Ne faites pas de compliments factices

29/07/10 à 09:47 - Mise à jour à 09:47

Source: Trends-Tendances

Ne faites des compliments que lorsque vous les pensez vraiment. Il est facile d'enfoncer quelqu'un en le complimentant alors qu'en réalité vous lui jouez un mauvais tour. Ce n'est pas une manoeuvre intelligente car vous serez immédiatement percé à jour et passerez pour un individu superficiel et impitoyable.

Voici des propos à proscrire :

- "Oh, Jean est très amusant, c'est un penseur vraiment indépendant, il n'entre dans aucune catégorie, il est tellement original et spécial."
Ce que vous dites en réalité c'est que Jean est un solitaire, légèrement perturbé, qui est incapable d'organiser quoi que ce soit selon les règles.

- "Jean est très indépendant dans son travail. Il se fiche de ce que cela coûte, il se concentre sur tous les détails. Très bien, d'ailleurs. Il pousse l'examen jusqu'à la moindre virgule, peu importe ce qui se passe. J'admire le don qu'il a d'être non seulement attentif au coût d'un projet mais aussi à son application."
Ce que vous dites en réalité, c'est que Jean n'est même pas capable de gérer son propre argent et encore moins celui de quelqu'un d'autre.

- "Jean est vraiment un gars super. Il sait comment se détendre et s'amuser. Je suis jaloux de la façon dont il supporte la boisson. Quand quelque chose de dingue a lieu, il est toujours de la partie.
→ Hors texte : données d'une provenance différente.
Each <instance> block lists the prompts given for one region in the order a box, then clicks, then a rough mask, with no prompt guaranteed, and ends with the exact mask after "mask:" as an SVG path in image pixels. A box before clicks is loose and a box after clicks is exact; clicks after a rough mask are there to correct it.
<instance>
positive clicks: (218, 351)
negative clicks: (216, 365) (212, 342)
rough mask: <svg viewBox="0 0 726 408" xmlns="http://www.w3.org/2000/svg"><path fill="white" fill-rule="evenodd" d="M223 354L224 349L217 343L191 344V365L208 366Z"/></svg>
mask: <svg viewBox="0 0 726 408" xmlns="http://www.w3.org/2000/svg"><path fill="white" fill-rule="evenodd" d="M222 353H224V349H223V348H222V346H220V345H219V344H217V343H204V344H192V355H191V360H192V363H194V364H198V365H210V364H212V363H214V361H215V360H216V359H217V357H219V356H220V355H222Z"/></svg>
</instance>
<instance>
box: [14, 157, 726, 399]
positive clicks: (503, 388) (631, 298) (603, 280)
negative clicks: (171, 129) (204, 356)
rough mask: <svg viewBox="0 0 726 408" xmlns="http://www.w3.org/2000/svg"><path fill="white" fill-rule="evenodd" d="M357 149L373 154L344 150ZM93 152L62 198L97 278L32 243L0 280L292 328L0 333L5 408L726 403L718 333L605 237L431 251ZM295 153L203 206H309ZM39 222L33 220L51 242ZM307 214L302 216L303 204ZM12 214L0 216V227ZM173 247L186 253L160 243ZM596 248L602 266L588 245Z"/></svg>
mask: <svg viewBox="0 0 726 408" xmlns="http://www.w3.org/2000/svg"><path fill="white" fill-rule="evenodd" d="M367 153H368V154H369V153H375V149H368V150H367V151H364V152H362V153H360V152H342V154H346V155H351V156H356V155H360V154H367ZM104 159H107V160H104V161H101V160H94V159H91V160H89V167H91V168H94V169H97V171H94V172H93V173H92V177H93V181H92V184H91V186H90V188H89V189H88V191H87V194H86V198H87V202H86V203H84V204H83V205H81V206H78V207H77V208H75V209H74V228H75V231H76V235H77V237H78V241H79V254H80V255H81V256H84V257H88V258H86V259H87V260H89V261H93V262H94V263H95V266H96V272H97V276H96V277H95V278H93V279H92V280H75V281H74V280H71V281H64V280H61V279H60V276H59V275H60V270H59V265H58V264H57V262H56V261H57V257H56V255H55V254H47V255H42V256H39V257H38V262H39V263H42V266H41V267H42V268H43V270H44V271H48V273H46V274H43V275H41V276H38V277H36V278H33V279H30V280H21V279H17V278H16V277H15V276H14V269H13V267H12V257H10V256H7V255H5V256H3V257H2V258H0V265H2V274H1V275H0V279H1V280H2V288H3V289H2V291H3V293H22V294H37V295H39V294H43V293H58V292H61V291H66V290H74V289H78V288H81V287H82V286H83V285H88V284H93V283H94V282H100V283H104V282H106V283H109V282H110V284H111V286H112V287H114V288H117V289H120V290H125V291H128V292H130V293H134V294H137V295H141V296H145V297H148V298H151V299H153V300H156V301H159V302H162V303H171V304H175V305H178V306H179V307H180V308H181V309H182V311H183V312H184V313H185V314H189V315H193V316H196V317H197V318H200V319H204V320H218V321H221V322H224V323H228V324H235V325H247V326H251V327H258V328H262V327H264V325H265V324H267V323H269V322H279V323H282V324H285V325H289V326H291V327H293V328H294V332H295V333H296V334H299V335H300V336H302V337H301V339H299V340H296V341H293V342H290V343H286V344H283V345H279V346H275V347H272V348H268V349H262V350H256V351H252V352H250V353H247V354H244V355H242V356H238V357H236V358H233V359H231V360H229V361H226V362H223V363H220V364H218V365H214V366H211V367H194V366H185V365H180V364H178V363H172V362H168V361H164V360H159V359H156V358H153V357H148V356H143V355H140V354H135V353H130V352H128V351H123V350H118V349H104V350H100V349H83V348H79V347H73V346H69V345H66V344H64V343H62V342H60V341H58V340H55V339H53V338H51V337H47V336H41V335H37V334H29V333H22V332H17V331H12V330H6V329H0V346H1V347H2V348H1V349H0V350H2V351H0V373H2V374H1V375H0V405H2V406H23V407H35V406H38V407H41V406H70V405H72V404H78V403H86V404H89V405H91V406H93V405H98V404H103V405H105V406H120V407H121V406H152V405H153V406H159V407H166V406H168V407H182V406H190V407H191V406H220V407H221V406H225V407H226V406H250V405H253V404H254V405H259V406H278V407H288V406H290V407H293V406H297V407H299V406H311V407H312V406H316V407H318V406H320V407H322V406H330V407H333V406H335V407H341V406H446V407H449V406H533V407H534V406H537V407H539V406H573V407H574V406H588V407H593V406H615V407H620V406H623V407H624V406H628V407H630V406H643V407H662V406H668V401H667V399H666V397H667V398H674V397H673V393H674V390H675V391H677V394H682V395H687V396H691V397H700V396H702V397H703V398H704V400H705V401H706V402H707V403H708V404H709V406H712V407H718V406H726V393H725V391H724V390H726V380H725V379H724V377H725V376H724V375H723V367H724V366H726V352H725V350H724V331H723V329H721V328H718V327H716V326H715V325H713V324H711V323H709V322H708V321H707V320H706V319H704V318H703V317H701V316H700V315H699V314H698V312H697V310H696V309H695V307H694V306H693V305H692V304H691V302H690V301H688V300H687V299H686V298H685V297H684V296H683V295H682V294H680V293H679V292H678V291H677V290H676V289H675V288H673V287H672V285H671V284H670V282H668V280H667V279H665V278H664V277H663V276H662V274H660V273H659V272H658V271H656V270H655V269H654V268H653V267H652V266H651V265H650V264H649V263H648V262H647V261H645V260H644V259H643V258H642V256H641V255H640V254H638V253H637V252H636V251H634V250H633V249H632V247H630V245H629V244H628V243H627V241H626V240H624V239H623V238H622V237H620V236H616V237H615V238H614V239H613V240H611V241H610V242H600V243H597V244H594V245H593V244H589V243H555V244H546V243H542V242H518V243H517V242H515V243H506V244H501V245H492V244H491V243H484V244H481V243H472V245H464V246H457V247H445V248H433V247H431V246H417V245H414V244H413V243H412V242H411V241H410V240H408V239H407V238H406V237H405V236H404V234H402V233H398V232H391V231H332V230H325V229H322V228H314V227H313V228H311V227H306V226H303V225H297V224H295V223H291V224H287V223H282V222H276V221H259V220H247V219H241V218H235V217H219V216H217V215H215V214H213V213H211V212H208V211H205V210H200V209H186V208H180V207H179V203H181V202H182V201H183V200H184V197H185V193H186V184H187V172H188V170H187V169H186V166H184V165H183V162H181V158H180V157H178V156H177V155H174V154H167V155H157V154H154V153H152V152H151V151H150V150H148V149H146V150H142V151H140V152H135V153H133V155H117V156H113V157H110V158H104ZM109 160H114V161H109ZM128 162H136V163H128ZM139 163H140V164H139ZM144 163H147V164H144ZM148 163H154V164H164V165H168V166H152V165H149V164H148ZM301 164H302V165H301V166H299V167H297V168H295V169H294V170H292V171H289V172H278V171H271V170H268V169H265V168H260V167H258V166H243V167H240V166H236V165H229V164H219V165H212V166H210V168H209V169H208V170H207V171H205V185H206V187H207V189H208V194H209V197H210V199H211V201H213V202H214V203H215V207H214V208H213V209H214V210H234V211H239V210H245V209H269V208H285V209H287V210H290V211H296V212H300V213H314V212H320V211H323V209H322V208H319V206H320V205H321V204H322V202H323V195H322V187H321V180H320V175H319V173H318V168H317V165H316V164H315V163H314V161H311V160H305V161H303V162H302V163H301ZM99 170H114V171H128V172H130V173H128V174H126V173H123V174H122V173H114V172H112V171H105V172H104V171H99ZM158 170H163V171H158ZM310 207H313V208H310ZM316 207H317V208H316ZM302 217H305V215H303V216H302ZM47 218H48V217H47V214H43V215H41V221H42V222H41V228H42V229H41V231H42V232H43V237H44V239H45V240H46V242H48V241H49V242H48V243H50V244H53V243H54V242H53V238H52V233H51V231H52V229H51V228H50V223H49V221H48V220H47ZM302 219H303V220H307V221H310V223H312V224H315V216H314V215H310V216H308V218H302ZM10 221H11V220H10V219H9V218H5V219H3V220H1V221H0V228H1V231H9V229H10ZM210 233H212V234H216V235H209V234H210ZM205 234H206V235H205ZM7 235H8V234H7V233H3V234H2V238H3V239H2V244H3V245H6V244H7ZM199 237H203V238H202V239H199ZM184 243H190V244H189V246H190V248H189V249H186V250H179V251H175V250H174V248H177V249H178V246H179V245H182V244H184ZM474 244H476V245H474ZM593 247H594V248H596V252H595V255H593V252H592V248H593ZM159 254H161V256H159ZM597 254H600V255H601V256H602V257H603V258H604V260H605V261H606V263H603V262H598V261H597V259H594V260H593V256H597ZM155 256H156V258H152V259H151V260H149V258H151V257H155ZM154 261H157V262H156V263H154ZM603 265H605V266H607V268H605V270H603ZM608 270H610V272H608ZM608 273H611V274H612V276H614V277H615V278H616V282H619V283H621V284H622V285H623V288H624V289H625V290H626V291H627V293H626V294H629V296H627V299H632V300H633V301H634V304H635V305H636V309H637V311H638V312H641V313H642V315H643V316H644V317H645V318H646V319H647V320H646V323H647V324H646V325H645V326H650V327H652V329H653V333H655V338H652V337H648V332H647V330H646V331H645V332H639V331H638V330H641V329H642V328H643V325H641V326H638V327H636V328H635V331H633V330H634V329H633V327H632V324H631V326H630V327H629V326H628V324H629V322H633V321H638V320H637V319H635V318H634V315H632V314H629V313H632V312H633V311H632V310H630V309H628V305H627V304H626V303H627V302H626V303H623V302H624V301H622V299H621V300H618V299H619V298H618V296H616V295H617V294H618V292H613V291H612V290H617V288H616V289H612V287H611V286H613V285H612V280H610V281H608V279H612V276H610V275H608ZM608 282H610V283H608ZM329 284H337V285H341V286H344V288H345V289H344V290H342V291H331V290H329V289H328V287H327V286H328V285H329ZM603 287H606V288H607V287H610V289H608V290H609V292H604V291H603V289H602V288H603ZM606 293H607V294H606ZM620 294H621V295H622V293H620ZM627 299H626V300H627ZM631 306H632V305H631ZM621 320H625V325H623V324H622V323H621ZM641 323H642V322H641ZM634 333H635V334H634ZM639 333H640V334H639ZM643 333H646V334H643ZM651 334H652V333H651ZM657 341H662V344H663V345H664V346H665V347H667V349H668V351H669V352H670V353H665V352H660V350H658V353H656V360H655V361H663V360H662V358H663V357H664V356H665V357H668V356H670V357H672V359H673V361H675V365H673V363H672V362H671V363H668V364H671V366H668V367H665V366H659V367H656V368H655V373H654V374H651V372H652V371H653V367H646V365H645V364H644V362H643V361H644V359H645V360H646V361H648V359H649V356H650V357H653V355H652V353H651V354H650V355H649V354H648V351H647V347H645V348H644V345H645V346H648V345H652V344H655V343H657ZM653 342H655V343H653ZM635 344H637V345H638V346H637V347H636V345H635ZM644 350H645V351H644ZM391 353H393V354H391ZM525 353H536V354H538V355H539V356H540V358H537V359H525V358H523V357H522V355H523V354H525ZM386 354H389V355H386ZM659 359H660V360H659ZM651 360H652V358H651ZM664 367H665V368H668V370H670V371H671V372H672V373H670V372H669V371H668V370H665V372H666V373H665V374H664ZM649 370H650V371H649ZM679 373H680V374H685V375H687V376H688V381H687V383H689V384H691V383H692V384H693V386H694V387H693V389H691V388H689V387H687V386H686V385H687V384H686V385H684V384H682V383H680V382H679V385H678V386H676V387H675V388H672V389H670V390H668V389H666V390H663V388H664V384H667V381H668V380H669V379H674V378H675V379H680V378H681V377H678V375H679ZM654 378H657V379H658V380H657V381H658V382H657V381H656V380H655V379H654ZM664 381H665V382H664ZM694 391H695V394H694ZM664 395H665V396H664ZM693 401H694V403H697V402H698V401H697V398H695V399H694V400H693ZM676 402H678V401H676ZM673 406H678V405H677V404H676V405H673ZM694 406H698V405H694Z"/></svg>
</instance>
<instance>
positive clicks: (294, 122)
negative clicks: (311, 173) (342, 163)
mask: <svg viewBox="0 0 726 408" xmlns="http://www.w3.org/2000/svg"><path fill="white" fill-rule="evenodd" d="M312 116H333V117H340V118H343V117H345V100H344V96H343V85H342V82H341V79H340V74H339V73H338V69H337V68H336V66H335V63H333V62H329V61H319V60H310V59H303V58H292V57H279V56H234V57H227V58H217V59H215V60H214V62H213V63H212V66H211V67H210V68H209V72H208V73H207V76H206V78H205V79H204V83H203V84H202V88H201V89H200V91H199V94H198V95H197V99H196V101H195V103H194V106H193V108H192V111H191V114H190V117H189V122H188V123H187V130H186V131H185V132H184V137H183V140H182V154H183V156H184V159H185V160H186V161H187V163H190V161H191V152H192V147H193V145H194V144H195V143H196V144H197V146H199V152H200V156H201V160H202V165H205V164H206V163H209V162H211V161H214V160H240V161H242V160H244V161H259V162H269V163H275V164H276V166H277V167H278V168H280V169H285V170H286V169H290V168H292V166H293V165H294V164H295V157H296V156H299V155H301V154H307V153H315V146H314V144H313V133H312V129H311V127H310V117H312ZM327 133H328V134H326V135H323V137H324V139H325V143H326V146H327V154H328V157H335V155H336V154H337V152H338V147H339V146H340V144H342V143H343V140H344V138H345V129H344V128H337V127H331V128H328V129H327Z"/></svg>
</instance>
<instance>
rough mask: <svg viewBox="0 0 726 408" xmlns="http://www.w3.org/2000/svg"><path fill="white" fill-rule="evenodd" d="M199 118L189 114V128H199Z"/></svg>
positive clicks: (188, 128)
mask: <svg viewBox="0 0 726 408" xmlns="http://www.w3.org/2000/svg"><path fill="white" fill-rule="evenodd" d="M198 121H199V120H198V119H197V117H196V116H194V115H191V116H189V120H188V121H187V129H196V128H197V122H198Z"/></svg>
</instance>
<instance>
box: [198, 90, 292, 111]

C'est un esprit libre et il est jeune de coeur."
Vous dites en réalité que Jean est un ivrogne fêlé qui est incapable de s'occuper des autres et qui a une mentalité d'adolescent.

- "Nous ne pouvons pas attacher Jean à son bureau. Il est tellement plein de vie. Je ne pense pas que cette petite cage est suffisamment grande pour quelqu'un comme lui, qui a tellement d'énergie. Je l'envie. Je me retrouve ici avec la paperasserie alors que lui, parle avec les clients et vend brillamment."
Vous dites en fait que Jean met le foutoir dans son administration.

Ne tombez pas de ce piège. Votre patron verra clair en vous et si c'est quelqu'un de bien, il n'appréciera pas ce que vous faites.